The RPM range should now work with the main throttle stick. If you are hitting high RPM well before the motor is at high
RPM, it may be required to change the throttle upper end point.
For shut down, bring the main throttle stick to the low position. Then reduce the throttle trim until the shutdown sound
begins and the motor spins down. The shutdown sound sequence is 6.5 seconds in length. This length of time is about the
same time it takes most motors to wind down, if the brake is disabled on the ESC.
Volume: The volume knob is located along the back edge of the board, the opposite end of the speaker connection ports. It
is slightly recessed so that it does not get turned by accident. You can turn the knob left and right by getting a fingernail or
small screw driver on it. The volume has been preset to full. Aux. sounds: The Aux. sounds are associated with the ports on
the main board labeled Servo2-4. Each one can be associated with a separate RX channel and switch or knob on your radio.
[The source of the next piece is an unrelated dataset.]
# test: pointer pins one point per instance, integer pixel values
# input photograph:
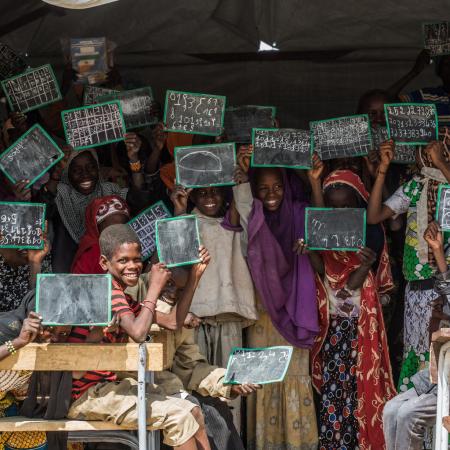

The Aux. sounds only trigger in one direction, so it may be necessary to play with the servo reverse settings on your radio to
enable the sounds properly. Servo2 is always machine gun sound. Servo3 is random radio chatter. The radio chatter is
mostly ground chatter, requesting take off, etc. and is made prior to the engine start up sequence. If used after the engine
sound start up, the ground chatter may not be able to be heard. Servo4 is a single sound, such as "clear prop", and is
dependent on what engine sound is being used. Auto activated sound trigger: The ASPIRE is equipped with a Gyro to
detect dives, and pull out of dives. On some engine sounds a whistle is automatically triggered when pulling out of a dive.
It is designed to be be subtle, but hear-able, as close to the real whistle created by some planes. There are no settings for
this function, it is all automatic. Not all planes have a whistle to them, so not all engine sounds have this feature enabled.
We hope you enjoy using the ASPIRE as much as we have enjoyed creating it for you.